Note: Preprocessing steps such as normalization, and PCA are optional. Each step will only be executed if its corresponding key (normalize, highly_variable_genes, pca) is defined in your configuration. If a key is omitted, that step will be skipped for the dataset.

Example configuration#

DATASETS:
  precomputed_pca:
    input:
      batch_analysis: test/input/blood_pca.zarr
    batch_analysis:
      covariates:
        - sample
        - donor
        - assay
        - sex
        - disease
        - self_reported_ethnicity
      permute_covariates:
        - assay
        - sex
        - disease
        - self_reported_ethnicity
      n_permutations: 1000
      sample: sample,donor

  recompute_pca:
    input:
      batch_analysis: test/input/pbmc68k.h5ad
    batch_analysis:
      sample: batch, bulk_labels
      covariates:
        - bulk_labels
        - batch
        - is_cd14_mono
      normalize:
      highly_variable_genes:
      pca:

The example configuration above demonstrates how to set up the batch_analysis module for two datasets:

  • precomputed_pca: Uses a dataset with precomputed PCA in the input AnnData object. It specifies multiple covariates (e.g., sample, donor, assay, sex, disease, self_reported_ethnicity) to test for batch effects, and defines which covariates to permute for significance testing. The number of permutations is set to 1000, and a composite sample key (sample,donor) is used.

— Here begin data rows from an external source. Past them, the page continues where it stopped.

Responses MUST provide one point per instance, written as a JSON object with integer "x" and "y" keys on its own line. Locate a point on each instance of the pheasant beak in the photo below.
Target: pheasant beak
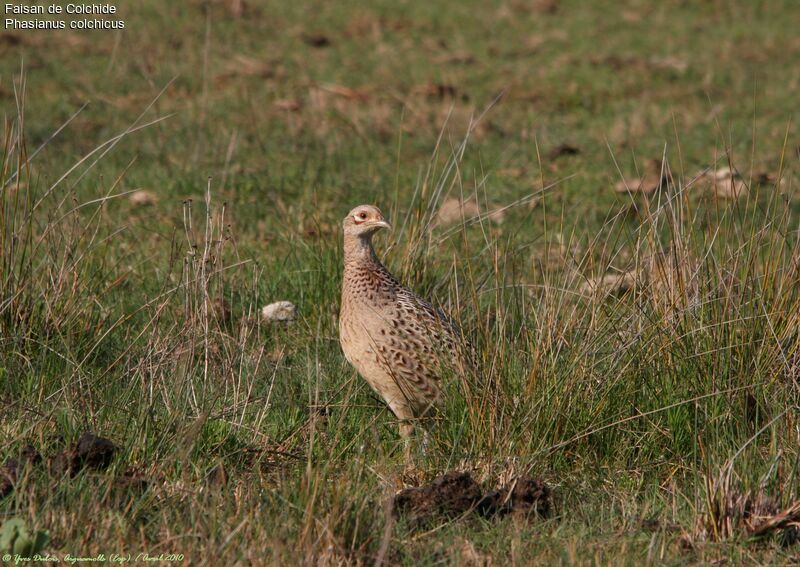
{"x": 381, "y": 224}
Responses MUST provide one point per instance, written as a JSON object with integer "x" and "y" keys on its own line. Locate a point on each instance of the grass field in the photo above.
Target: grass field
{"x": 638, "y": 343}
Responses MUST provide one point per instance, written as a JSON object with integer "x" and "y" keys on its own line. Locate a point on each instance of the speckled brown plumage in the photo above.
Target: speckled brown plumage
{"x": 397, "y": 341}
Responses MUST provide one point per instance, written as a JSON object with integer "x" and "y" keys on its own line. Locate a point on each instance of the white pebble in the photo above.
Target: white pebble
{"x": 279, "y": 311}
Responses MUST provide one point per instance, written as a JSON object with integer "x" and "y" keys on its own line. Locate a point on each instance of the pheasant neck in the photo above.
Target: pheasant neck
{"x": 358, "y": 250}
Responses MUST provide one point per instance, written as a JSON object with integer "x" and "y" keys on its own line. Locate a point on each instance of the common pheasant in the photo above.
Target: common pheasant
{"x": 398, "y": 342}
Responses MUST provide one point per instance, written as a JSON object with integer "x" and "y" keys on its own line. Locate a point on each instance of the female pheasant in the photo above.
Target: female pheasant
{"x": 398, "y": 342}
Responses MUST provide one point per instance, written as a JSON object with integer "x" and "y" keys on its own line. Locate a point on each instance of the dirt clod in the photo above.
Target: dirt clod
{"x": 564, "y": 149}
{"x": 90, "y": 451}
{"x": 448, "y": 496}
{"x": 457, "y": 493}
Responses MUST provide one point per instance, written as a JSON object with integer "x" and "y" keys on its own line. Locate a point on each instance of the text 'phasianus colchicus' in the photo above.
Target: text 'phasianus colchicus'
{"x": 400, "y": 343}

  • recompute_pca: Uses a dataset without the necessary PCA information and configures the workflow to perform normalization, highly variable gene selection, and PCA as preprocessing steps. It sets batch and bulk_labels as the composite sample key, and tests covariates such as bulk_labels, batch, and is_cd14_mono for batch effects.

Workflow steps#

The batch_analysis workflow consists of the following steps:

  1. Preprocessing (normalize, filter genes, HVG selection, PCA):

    • Uses rules from the preprocessing module, with dataset-specific overrides.

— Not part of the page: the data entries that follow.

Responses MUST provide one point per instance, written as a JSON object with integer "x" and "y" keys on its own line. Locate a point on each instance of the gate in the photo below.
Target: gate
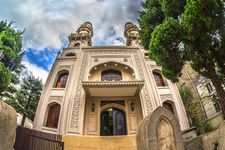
{"x": 28, "y": 139}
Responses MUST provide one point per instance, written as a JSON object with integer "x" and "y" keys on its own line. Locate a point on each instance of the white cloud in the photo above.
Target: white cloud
{"x": 47, "y": 20}
{"x": 37, "y": 71}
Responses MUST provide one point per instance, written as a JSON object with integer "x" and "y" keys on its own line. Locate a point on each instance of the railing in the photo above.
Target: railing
{"x": 28, "y": 139}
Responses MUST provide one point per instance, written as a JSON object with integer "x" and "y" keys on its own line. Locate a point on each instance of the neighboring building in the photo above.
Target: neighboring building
{"x": 203, "y": 92}
{"x": 104, "y": 90}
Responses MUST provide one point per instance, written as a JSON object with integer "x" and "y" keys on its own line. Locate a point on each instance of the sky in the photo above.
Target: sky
{"x": 48, "y": 23}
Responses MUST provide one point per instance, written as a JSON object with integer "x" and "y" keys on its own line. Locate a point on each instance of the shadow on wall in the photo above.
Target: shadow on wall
{"x": 158, "y": 131}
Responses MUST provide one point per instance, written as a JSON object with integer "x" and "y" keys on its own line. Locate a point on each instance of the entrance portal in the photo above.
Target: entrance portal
{"x": 113, "y": 122}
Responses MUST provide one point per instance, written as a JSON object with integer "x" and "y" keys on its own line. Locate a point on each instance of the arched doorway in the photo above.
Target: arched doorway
{"x": 113, "y": 122}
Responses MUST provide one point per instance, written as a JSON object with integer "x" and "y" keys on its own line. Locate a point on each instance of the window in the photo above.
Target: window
{"x": 77, "y": 45}
{"x": 209, "y": 87}
{"x": 113, "y": 122}
{"x": 159, "y": 79}
{"x": 53, "y": 116}
{"x": 168, "y": 106}
{"x": 111, "y": 75}
{"x": 62, "y": 79}
{"x": 70, "y": 54}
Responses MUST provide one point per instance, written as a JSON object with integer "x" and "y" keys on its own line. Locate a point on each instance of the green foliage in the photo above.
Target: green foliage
{"x": 190, "y": 106}
{"x": 27, "y": 97}
{"x": 203, "y": 22}
{"x": 203, "y": 127}
{"x": 191, "y": 109}
{"x": 149, "y": 19}
{"x": 10, "y": 53}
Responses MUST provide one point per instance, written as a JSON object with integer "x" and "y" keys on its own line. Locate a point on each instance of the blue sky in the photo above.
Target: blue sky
{"x": 48, "y": 23}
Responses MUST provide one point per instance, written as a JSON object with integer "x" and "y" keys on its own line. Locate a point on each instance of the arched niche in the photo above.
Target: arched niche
{"x": 95, "y": 73}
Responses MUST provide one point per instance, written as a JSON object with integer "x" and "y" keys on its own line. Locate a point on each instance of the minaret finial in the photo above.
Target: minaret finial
{"x": 82, "y": 37}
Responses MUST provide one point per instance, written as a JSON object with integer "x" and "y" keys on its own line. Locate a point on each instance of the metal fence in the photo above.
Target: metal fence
{"x": 28, "y": 139}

  2. Covariate setup (determine_covariates):

    • Determines which covariates to test and sets up permutation schemes.

  3. Batch PCR (batch_pcr):

    • Runs principal component regression for each covariate and permutation, computes z-scores.

  4. Collect:

    • Aggregates per-covariate results into a single table.

  5. Plot:

    • Generates barplots and violin plots summarizing PCR and permutation results.

Output#

  • Per-covariate PCR results: <output_dir>/<dataset>/batch_pcr/{covariate}.tsv

  • Aggregated results: <output_dir>/<dataset>/batch_pcr.tsv

  • Plots: <images>/<dataset>/batch_pcr_bar.png, <images>/<dataset>/batch_pcr_violin.png

Each result file contains columns such as:

  • covariate: tested covariate

  • pcr: PCR score

  • permuted: whether the score is from a permutation

  • n_covariates: number of unique values in the covariate

  • z_score: z-score of observed PCR vs. permutations

Testing#

Activate the snakemake environment and run the test workflow:

conda activate snakemake
bash test/run_test.sh -n

This test requires precomputed objects from the preprocessing tests. See the preprocessing module for more details.